With no special female in mind, I made my way to the erotic logistics center behind the Remy department store at Gotanda station. Details as described here. Map and approach pictures here. The elevator brought me to the 3rd floor, and I started my sign language transaction with the man behind the window. I pointed at the MD website on my smartphone. (Necessary, because they distribute for a number of services.) I tapped out “120minutes” on my smartphone (I’m not into quickies.)
“Hai, wakatta,” the man said.
I then pointed at the many ladies on offer, and gave the man an inquisitive look.
He regarded me for 10 seconds, a light bulb went off, and he produced only one card: Eva.
Her picture looked unbelievably photoshopped. The bust defied gravity and genetic possibilities on a Japanese. But as I soon found out in a near-by love hotel, she looked even better in the buff than in the picture, another feat previously thought impossible. At the LH, it quickly was established that Eva spoke perfect English, along with sundry other languages. Eva turned out to be half Italian (hence the troppo grande balcony) and half Japanese, with a dash of Brazilian in the mix. And that was not a reference to her pussy hairdo. The pussy was cleanly shaven, and thrust into my face 30 seconds after we both entered the bathtub.
In the tub, Eva immediately started to play the flute with Mr. Bear Jr., and little Eva was positioned invitingly in front of my face. Who would say “non voglio” to such a masterful display of Italian-Japanese omotenashi? Not me.
In the interest of this report, Eva was thoroughly interviewed by this reporter after we exchanged the tub for the bed. I learned that Eva worked as an air hostess for Alitalia, but when the direct service between Rome and Tokyo was discontinued, so was the job. Where else would you need someone with a 110 cm (43 inches) freestanding bust, and a shaved pussy?
Eva told me that she’s up for just about anything, including play with couples, and SM. She looks dominant enough to make any submissive shake in his slippers, but as a quick test revealed, she also reacts quite approvingly to gentle spanking of her nicely shaped culo. She also told me that she’s not overly popular with the male Japanese, as they “usually are scared of me.” Pansies they are. Eva definitely requires the real man.

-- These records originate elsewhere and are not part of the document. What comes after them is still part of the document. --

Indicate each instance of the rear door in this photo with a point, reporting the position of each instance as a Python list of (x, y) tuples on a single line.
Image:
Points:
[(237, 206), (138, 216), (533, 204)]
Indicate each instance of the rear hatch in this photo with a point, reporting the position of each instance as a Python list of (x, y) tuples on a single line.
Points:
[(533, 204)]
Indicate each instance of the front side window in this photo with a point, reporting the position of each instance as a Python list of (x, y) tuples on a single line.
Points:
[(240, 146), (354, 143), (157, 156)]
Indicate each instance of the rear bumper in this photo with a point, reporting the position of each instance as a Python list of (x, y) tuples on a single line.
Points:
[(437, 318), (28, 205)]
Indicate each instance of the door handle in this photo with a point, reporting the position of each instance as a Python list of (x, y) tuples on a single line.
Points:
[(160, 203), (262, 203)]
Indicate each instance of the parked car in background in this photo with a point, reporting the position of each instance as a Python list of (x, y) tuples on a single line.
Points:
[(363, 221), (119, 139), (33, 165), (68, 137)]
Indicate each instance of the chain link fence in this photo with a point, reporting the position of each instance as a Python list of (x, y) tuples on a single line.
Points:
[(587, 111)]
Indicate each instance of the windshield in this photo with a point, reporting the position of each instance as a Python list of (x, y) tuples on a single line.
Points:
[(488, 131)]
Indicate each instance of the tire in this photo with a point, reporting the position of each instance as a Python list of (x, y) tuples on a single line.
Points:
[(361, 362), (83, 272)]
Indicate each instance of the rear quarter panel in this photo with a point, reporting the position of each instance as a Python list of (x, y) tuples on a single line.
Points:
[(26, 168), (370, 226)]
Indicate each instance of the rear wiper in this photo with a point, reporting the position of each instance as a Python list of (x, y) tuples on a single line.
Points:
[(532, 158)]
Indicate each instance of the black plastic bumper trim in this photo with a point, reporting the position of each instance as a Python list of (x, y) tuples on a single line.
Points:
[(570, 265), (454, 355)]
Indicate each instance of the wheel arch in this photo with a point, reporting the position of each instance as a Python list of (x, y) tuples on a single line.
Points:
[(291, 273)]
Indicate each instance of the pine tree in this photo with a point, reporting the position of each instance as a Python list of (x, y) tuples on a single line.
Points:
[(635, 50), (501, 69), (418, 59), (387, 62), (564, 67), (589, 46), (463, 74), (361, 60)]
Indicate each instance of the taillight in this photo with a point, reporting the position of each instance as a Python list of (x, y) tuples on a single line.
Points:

When the two hours were up, we exchanged Line numbers, I quickly found myself in possession of a few more enticing pictures of the magnifica Eva, and an avenue to initiate further transactions without the middleman behind the window.
Final Thoughts:
Recommended, Will Repeat. You bet your culo I will.
Closing Comments:
If you need the occasional break from your bad case of chronic yellow fever that kept you in Tokyo, if once in a while you yearn back to the ample offerings of the old country, like a sudden craving for a fatty hamhock instead of sushi, a huge rack instead of the Japanese flatlands, then do yourself a favor, and book la Eva grande. No nihongo required, and a steal at 15,000 JPY/hr plus tax. After her, the rest of the world will look flat.